Dallas Blues

"Dallas Blues"

Sheet Music 1912
Song by Sheet music
Published March 1912
Form Twelve bar blues
Writer Hart A. Wand
Language English
Recorded by Jazz standard

"Dallas Blues", written by Hart Wand is an early blues tune, first published in 1912. It has been called the first true blues song ever published.[1] However, two other 12 bar blues had been published earlier: Anthony Maggio's "I Got the Blues" in 1908, and "Oh, You Beautiful Doll", a Tin Pan Alley song whose first verse is twelve-bar blues, had been published in 1911. Also, two other songs with blues in their titles were published in 1912; "Baby Seals Blues" (August 1912), a vaudeville tune written by Arthur "Baby" Seales, and "The Memphis Blues", written by W.C. Handy (September 1912).[2][3] Neither, however, were genuine blues songs.[4]

The song, although written for standard blues tempo (Tempo di Blues.

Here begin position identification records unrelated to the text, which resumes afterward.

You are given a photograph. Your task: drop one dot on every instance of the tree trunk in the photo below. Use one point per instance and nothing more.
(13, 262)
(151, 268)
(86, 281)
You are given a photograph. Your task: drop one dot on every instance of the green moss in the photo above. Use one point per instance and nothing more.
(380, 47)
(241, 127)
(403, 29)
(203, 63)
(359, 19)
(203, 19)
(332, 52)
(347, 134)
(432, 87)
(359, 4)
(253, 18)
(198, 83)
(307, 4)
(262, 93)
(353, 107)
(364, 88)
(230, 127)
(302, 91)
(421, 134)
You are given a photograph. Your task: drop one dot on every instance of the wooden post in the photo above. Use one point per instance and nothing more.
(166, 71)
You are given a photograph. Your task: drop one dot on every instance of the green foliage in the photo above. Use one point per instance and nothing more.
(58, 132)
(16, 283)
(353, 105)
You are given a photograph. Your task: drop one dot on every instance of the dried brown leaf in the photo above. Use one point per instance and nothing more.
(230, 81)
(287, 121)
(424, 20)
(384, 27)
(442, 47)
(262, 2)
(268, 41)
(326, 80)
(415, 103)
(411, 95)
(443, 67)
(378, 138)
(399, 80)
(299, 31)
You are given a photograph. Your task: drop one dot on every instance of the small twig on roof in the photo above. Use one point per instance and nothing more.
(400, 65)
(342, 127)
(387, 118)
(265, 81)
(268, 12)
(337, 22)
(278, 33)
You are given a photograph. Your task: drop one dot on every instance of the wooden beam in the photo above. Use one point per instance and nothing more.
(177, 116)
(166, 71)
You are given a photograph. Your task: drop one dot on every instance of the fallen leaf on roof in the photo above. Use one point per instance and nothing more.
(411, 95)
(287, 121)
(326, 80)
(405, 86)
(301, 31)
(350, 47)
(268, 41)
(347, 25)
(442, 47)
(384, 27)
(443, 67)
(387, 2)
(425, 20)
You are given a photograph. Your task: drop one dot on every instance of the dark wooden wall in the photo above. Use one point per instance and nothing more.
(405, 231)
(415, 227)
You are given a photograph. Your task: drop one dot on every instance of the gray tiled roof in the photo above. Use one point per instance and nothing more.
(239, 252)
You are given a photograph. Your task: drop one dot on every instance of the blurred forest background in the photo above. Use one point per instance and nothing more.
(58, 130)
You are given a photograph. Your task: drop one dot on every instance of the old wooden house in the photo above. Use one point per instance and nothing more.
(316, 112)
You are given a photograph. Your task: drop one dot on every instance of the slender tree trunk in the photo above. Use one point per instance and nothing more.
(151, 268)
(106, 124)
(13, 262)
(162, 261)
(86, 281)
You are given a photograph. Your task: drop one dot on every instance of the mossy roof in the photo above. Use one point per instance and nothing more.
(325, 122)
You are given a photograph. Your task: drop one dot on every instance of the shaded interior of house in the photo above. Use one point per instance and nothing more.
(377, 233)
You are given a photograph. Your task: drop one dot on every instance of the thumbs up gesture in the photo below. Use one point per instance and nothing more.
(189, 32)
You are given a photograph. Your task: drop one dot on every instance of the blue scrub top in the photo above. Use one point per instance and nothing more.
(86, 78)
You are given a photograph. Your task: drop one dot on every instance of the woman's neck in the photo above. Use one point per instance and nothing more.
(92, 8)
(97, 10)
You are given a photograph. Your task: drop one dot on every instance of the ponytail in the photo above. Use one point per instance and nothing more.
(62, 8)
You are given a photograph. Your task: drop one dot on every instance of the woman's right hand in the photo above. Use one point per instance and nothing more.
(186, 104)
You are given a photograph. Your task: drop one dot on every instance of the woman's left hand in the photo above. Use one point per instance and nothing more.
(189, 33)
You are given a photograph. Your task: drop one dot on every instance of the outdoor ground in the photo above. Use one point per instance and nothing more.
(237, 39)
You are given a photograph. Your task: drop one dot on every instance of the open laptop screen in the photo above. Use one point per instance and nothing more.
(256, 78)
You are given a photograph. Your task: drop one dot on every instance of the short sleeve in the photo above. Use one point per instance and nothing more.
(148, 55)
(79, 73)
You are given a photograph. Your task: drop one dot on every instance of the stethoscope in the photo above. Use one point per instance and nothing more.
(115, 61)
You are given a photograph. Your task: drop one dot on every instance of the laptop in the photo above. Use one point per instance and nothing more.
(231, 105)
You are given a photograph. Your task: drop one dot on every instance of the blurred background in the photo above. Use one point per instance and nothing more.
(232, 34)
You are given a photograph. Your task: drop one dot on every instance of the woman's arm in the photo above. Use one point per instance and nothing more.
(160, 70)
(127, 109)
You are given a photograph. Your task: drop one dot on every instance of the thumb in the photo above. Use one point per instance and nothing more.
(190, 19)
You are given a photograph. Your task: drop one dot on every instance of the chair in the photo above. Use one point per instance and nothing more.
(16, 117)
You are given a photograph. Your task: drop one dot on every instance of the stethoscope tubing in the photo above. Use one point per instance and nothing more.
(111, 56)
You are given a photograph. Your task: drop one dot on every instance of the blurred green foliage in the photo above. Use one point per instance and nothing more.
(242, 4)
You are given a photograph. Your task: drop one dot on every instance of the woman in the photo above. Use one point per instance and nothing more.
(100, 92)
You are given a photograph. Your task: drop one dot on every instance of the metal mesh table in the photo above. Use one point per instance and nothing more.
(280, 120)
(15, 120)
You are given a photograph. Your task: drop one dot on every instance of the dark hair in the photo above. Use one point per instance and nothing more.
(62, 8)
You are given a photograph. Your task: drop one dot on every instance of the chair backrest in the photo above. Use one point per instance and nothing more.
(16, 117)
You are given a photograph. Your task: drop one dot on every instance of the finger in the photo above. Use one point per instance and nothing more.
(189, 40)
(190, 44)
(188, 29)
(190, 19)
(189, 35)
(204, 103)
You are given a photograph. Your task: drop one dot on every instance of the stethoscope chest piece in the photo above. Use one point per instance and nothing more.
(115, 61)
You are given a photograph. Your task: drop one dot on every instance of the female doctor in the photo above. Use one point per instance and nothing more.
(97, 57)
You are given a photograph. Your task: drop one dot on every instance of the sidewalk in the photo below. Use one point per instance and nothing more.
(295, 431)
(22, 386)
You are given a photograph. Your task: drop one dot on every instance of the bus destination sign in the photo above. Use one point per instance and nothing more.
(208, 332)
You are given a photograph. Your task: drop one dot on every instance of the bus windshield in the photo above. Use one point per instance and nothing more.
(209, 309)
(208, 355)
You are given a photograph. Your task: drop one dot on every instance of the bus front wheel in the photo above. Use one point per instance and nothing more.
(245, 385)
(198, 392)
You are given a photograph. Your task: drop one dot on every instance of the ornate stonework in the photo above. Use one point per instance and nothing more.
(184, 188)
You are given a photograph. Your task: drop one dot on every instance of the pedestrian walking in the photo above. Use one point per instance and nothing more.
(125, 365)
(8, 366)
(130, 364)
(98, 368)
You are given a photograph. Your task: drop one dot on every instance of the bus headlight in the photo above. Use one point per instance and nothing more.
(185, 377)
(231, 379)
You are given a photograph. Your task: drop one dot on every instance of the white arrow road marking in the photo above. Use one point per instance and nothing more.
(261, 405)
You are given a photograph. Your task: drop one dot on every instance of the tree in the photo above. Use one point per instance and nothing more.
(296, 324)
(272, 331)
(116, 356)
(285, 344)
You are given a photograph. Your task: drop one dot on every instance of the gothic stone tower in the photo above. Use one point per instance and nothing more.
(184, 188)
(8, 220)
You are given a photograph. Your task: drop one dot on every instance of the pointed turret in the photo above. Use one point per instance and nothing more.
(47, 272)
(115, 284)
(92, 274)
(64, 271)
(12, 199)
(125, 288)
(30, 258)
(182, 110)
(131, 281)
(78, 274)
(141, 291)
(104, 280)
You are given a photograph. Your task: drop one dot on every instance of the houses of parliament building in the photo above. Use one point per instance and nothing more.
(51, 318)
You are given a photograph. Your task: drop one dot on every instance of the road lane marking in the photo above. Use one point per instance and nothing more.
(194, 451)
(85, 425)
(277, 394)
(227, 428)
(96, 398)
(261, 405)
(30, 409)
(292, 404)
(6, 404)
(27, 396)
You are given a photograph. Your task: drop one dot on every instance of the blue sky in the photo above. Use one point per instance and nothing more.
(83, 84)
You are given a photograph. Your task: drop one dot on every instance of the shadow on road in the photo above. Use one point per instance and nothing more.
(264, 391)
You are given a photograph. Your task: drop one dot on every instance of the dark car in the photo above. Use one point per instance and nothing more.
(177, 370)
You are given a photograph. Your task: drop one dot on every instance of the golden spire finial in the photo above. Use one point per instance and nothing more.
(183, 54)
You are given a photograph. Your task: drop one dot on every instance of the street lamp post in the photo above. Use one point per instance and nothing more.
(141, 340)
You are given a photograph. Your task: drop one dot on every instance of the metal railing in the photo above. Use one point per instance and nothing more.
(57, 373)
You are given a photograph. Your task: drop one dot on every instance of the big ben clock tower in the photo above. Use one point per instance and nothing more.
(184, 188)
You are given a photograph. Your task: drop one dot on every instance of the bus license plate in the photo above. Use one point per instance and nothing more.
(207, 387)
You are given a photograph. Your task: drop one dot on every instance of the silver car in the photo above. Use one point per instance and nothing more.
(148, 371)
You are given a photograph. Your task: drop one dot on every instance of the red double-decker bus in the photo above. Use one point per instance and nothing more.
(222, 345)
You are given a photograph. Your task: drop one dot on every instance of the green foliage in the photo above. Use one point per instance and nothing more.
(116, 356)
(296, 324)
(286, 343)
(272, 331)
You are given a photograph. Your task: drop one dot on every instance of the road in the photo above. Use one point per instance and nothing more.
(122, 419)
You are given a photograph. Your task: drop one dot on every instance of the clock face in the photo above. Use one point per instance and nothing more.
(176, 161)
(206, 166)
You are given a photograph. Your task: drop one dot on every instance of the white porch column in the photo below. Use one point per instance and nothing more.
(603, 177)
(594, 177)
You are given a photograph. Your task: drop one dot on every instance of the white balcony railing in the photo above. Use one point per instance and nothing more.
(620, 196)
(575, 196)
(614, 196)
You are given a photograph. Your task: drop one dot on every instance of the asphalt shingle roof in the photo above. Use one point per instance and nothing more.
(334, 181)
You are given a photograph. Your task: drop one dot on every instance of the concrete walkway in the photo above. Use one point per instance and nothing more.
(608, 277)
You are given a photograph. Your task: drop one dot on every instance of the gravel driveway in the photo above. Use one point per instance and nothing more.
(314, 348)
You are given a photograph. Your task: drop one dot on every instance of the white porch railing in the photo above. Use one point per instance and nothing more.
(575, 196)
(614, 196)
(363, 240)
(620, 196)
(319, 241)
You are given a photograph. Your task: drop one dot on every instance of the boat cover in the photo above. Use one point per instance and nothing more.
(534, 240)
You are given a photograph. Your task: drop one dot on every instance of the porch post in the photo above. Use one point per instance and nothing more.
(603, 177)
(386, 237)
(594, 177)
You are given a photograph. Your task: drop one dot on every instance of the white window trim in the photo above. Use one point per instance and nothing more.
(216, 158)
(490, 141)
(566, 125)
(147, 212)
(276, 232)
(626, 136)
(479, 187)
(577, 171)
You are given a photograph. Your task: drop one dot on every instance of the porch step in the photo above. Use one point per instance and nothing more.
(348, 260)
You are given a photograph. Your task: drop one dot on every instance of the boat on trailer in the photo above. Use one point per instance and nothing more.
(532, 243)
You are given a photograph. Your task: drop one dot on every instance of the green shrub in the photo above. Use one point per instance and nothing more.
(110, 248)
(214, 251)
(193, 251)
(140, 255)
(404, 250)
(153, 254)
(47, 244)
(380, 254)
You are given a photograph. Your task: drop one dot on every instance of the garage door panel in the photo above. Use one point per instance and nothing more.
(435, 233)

Very slowly),[5] is often performed as Ragtime or Dixieland.

The blues was originally published as an instrumental. In 1918, Lloyd Garrett added lyrics[6] to reflect the singer's longing for Dallas:

There's a place I know, folks won't pass me by,
Dallas, Texas, that's the town, I cry, oh hear me cry.
And I'm going back, going back to stay there 'til I die, until I die.

No date is found for the actual composition of "Dallas Blues" but Samuel Charters, who interviewed Wand for his book, The Country Blues (1959), states that Wand took the tune to a piano playing friend, Annabelle Robbins, who arranged the music for him.[7] Charters adds that the title came from one of Wand's father's workmen who remarked that the tune gave him the blues to go back to Dallas. Since Wand's father died in 1909, the actual composition must have predated that.

In any case, within weeks of its publication it was heard the length of the Mississippi River,[8] and its influence on all the blues music that followed is well documented.

Early recordings

Early recordings.
Date Artists Label
1917 Marie Cahill Victor 55081
1918 Wilbur Sweatman's Jazz Band Columbia A-2663
1925 Fred Hall's Sugar Babies Okeh 40437
1925 Lee Morse Perfect 11582
1927 Bob Fuller Brunswick 7006
1929 Louis Armstrong & His Orchestra Okeh 8774
1930 Andy Kirk's 12 Clouds of Joy Brunswick 6129
1931 Ted Lewis & His Band (v. Fats Waller) Oriole 3132
1934 Isham Jones & His Orchestra Victor 24649
1936 Wingy Manone & His Orchestra Bluebird 6375A
1939 Woody Herman & His Orchestra Decca 2629A

References

  1. Duncan, Blues Fiddling Classics, page 30: "This tune was the first 12-bar blues to be published (March 1912). It was written by violinist/band leader Hart Wand from Oklahoma."
  2. Davis, The History of the Blues, page 59: "But in a sense, the very first blues was the twelve-bar opening verse to the pop song "Oh, You Beautiful Doll," which was published in 1911."
  3. Davis, The History of the Blues, page 59: "The composer of the very first copyright "blues" was Hart Wand, a white Oklahoma violinist and bandleader whose "Dallas Blues" was so named because its melody gave a black porter who worked for Wand's family "the blues to go back to Dallas." This was followed a few months later by "Bably Seal Blues", a negligible item by the black vaudeville performer Arthur"Baby" Seals and ragtime pianist Arthur Matthews."
  4. Charters, The Country Blues, pages 34-35: "The first was Hart Wand's "Dallas Blues," published in March; the second was Arthur Seals's "Bab Seals' Blues," published in August; Handy finally brought out his blues in September. Both Handy and Arthur Seals were Negroes, but the music that they titled "blues is more or less derived from the standard popular musical styles of the "coon-song" and "cake-walk" type. It is ironic the first published piece in the Negro "blues idiom, "Dallas Blues,' was by a white man, Hart Wand."
  5. Wand, "Dallas Blues", p. 2
  6. Jasen, A Century of American Popular Music, page 45: "Dallas Blues"; Wand Publishing Co.Oklahoma City, 1912; Probably the first published blues number. Words were added (by Lloyd Garrett in 1918). Although a favorite of dance and jazz bands, Ted Lewis and His Band had the number 7 hit in 1931, with Fats Waller as vocalist (Columbia 2527-D).
  7. Charters, The Country Blues, page 35.
  8. Charters, The Country Blues, page 36: "Twenty bars in all, it was easy to play and whistle, and within a few weeks it was a favorite the length of the Mississippi River."